Smith Barney’s director of training, Scotty King, says Ms. Bintliff’s characterization of the firm “surprises me.”

Five years ago Smith Barney focused on selling securities, she says, but things have changed. “The emphasis is on going over with clients their needs.”

fees, commissions average out

Ms. King acknowledges that starting a fee-based business is tough, but says in the long run brokers earn similar compensation from fees and from commissions.

Maybe so. But some reps prefer old-fashioned sales charges.

Louis Ingargiola, 27, who was a rep for the former Kidder Peabody & Co., says when the firm was acquired by PaineWebber Inc., it started urging brokers to sell wrap accounts.

“At the home office, they started saying that was the wave of the future, but in my branch, fee-based was never mentioned,” he says. “Just produce the numbers.”

Mr. Ingargiola, who is now with LPL in Scranton, Pa., believes charging a fee isn’t good for the customer, particularly in a down market when brokers are still getting paid as the client loses money.

Richard Sipes, executive vice president of retail products at PaineWebber, insists the firm has never imposed sales quotas in its history, except on rookies.

He adds that wraps are the fastest-growing business in PaineWebber’s private client group. The firm oversees $21.4 billion in wrap account assets compared to $14.7 billion in 1996.

Despite the obstacles, the brokerage industry is serious about boosting its fee-based business.

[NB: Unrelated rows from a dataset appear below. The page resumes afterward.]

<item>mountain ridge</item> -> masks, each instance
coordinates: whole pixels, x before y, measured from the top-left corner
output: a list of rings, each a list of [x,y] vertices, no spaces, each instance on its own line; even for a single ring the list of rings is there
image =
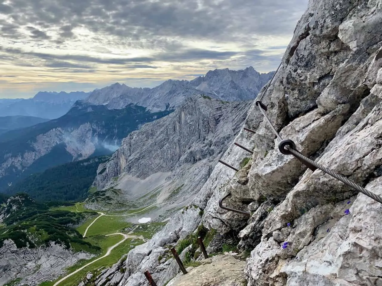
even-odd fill
[[[133,103],[154,111],[176,108],[185,98],[201,92],[225,101],[253,100],[274,74],[260,74],[251,66],[238,71],[217,69],[190,81],[168,79],[152,88],[130,87],[117,82],[93,92],[82,101],[110,109]]]
[[[85,98],[90,93],[84,92],[68,93],[39,92],[30,98],[4,99],[3,104],[0,101],[0,116],[24,116],[50,119],[58,118],[66,113],[76,101]]]

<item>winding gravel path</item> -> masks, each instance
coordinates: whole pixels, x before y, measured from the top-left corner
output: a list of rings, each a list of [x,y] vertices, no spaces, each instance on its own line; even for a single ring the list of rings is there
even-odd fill
[[[127,217],[127,216],[128,216],[129,215],[133,215],[133,214],[138,214],[138,213],[141,212],[142,212],[144,210],[145,210],[147,209],[149,207],[151,207],[153,206],[154,206],[155,204],[156,204],[156,203],[154,203],[153,204],[152,204],[150,205],[150,206],[149,206],[148,207],[146,207],[144,208],[144,209],[142,209],[141,210],[138,210],[138,211],[135,212],[132,212],[131,214],[126,214],[126,215],[108,215],[108,214],[104,214],[103,212],[97,212],[97,213],[98,214],[100,214],[99,215],[98,217],[96,217],[94,219],[94,220],[93,220],[92,222],[91,223],[90,225],[89,225],[89,226],[88,226],[86,228],[86,229],[85,230],[85,232],[84,233],[83,235],[82,236],[84,238],[86,236],[86,233],[87,233],[87,231],[89,230],[89,229],[90,228],[90,227],[92,225],[93,225],[93,224],[94,223],[96,222],[96,221],[97,219],[99,219],[99,218],[100,218],[101,217],[103,216],[104,215],[106,216],[107,216],[107,217]],[[78,212],[81,212],[79,211],[78,207],[77,207],[76,205],[76,208],[77,209],[77,210],[76,210]],[[125,235],[124,233],[120,233],[120,232],[116,233],[110,233],[110,234],[109,234],[109,235],[106,235],[105,236],[110,236],[111,235],[122,235],[122,236],[123,236],[123,238],[120,241],[119,241],[117,243],[116,243],[114,245],[113,245],[113,246],[110,246],[110,247],[108,247],[108,249],[107,249],[107,251],[106,252],[106,253],[104,255],[103,255],[102,256],[101,256],[101,257],[98,257],[98,258],[97,258],[97,259],[94,259],[94,260],[92,260],[92,261],[91,261],[89,263],[87,263],[87,264],[84,265],[82,267],[79,268],[78,269],[77,269],[76,270],[74,270],[74,271],[73,271],[73,272],[71,272],[71,273],[70,273],[69,274],[68,274],[68,275],[66,275],[66,276],[65,276],[64,277],[63,277],[61,279],[60,279],[58,281],[57,281],[57,282],[56,282],[54,284],[53,284],[53,286],[57,286],[57,285],[58,285],[58,284],[59,284],[60,283],[61,283],[61,282],[62,282],[64,280],[65,280],[66,279],[70,277],[72,275],[74,275],[76,273],[77,273],[77,272],[78,272],[79,271],[81,271],[81,270],[82,270],[84,268],[86,268],[86,267],[87,267],[89,265],[91,265],[93,264],[93,263],[94,263],[95,262],[96,262],[96,261],[98,261],[99,260],[100,260],[100,259],[102,259],[103,258],[105,258],[105,257],[106,257],[107,256],[108,256],[109,255],[110,255],[110,253],[111,253],[112,251],[113,250],[113,249],[114,249],[114,248],[115,248],[115,247],[116,247],[117,246],[118,246],[118,245],[119,245],[121,243],[123,243],[124,241],[125,241],[128,238],[143,238],[143,237],[142,236],[137,236],[136,235],[131,235],[131,234],[130,234],[132,233],[132,232],[134,231],[134,230],[135,230],[135,228],[134,228],[134,230],[131,230],[131,231],[130,231],[129,232],[128,234],[127,235]]]

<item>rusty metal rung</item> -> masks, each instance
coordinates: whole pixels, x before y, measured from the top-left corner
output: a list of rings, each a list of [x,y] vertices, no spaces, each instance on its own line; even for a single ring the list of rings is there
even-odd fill
[[[219,160],[219,163],[221,163],[223,165],[225,165],[226,166],[227,166],[228,167],[229,167],[231,169],[232,169],[232,170],[234,170],[236,172],[238,172],[239,171],[237,169],[236,169],[235,167],[232,167],[232,166],[231,166],[230,165],[229,165],[229,164],[227,164],[227,163],[226,163],[225,162],[223,162],[221,160]]]
[[[231,193],[228,192],[224,196],[219,200],[219,206],[223,209],[225,209],[226,210],[228,210],[230,212],[237,212],[238,214],[241,214],[246,215],[251,215],[251,214],[249,212],[243,212],[242,210],[239,210],[237,209],[231,209],[230,207],[225,207],[223,205],[223,201],[227,198],[227,197],[231,195]]]
[[[251,153],[251,154],[253,154],[253,152],[252,151],[251,151],[250,150],[249,150],[249,149],[248,149],[248,148],[245,148],[245,147],[244,147],[244,146],[242,146],[242,145],[240,145],[240,144],[239,144],[238,143],[236,143],[236,142],[235,142],[235,145],[236,145],[236,146],[239,146],[239,147],[240,147],[240,148],[242,148],[242,149],[244,149],[244,150],[245,150],[247,152],[249,152],[249,153]]]
[[[256,131],[254,131],[252,130],[252,129],[249,129],[248,128],[247,128],[246,127],[244,127],[244,130],[245,130],[246,131],[249,131],[249,132],[251,132],[253,133],[256,133]]]

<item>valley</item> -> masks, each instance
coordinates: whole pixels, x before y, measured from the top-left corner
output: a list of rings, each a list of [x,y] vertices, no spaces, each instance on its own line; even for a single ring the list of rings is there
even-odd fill
[[[59,209],[72,212],[87,211],[82,204],[76,204],[75,206],[75,210],[73,206]],[[123,215],[99,212],[99,216],[89,220],[78,227],[77,230],[83,234],[85,240],[92,245],[100,246],[102,253],[90,261],[81,261],[70,267],[68,269],[68,273],[57,281],[43,282],[40,284],[40,286],[76,285],[88,273],[91,272],[96,276],[103,269],[111,266],[127,254],[131,248],[151,238],[165,223],[149,223],[135,225],[124,219],[129,216],[144,214],[151,206],[141,210],[126,210],[126,213]]]
[[[122,214],[99,212],[97,216],[93,215],[86,219],[76,229],[84,238],[84,244],[72,241],[70,247],[75,252],[86,251],[92,254],[94,257],[90,259],[80,259],[68,267],[65,275],[57,277],[54,281],[40,280],[38,284],[40,286],[77,285],[89,272],[95,278],[103,269],[112,266],[136,246],[151,238],[165,225],[165,223],[160,222],[135,224],[127,219],[129,217],[141,217],[147,214],[147,211],[149,211],[152,206],[149,206],[136,210],[126,209]],[[94,213],[84,207],[83,203],[81,202],[53,207],[49,210],[69,212],[78,214]],[[0,233],[3,232],[2,231],[0,228]],[[32,273],[31,276],[27,276],[24,280],[13,280],[5,285],[10,286],[20,283],[20,285],[29,285],[32,281],[36,282],[34,277],[36,276],[36,273]]]

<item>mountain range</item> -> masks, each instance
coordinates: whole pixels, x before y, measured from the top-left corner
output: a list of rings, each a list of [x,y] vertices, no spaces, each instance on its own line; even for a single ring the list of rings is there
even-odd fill
[[[0,99],[0,116],[24,116],[48,119],[66,113],[77,100],[90,93],[40,92],[31,98]]]
[[[260,74],[251,66],[240,71],[210,71],[190,81],[168,80],[152,88],[131,88],[117,83],[94,91],[83,101],[110,109],[133,103],[155,111],[176,108],[186,98],[201,91],[223,101],[248,100],[256,97],[274,73]]]
[[[222,103],[253,99],[273,73],[260,74],[252,67],[226,69],[191,81],[169,80],[153,88],[117,83],[94,90],[58,118],[0,135],[0,192],[31,174],[110,154],[130,132],[181,108],[188,98],[201,95]],[[60,94],[39,93],[31,100],[55,104]],[[86,95],[62,95],[73,101]]]
[[[0,134],[11,130],[32,126],[49,120],[46,118],[23,115],[0,116]]]

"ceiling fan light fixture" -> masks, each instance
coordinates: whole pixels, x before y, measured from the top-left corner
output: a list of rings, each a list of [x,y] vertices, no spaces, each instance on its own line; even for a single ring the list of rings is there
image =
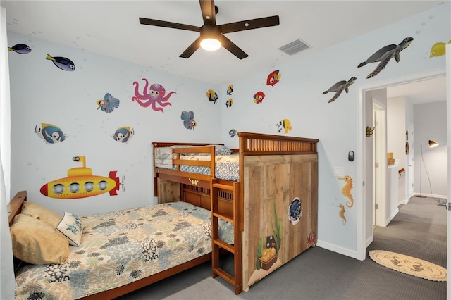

That’s been the “driving obsession” at Merrill Lynch & Co. for a decade, says Burton Greenwald, a consultant in Philadelphia.

“Brokers are increasingly becoming more like money managers than sellers of stock,” says David Ellison, who manages the FBR Financial Services Fund at Richmond, Va.-based Friedman Billings Ramsey.

Recruiters and consultants say Wall Street’s production requirements, particularly in today’s heady environment, are far from unreasonable. And there are signs that big firms’ retention rate for recruits, traditionally 15% to 20%, is getting better. Salomon Smith Barney Holdings Inc. says it kept 40% of brokers last year.

But much of the wirehouse sales culture remains the same.

As Mr. Long says, “If you get management to talk, and they’re honest, they’ll say they don’t want to be financial planners.”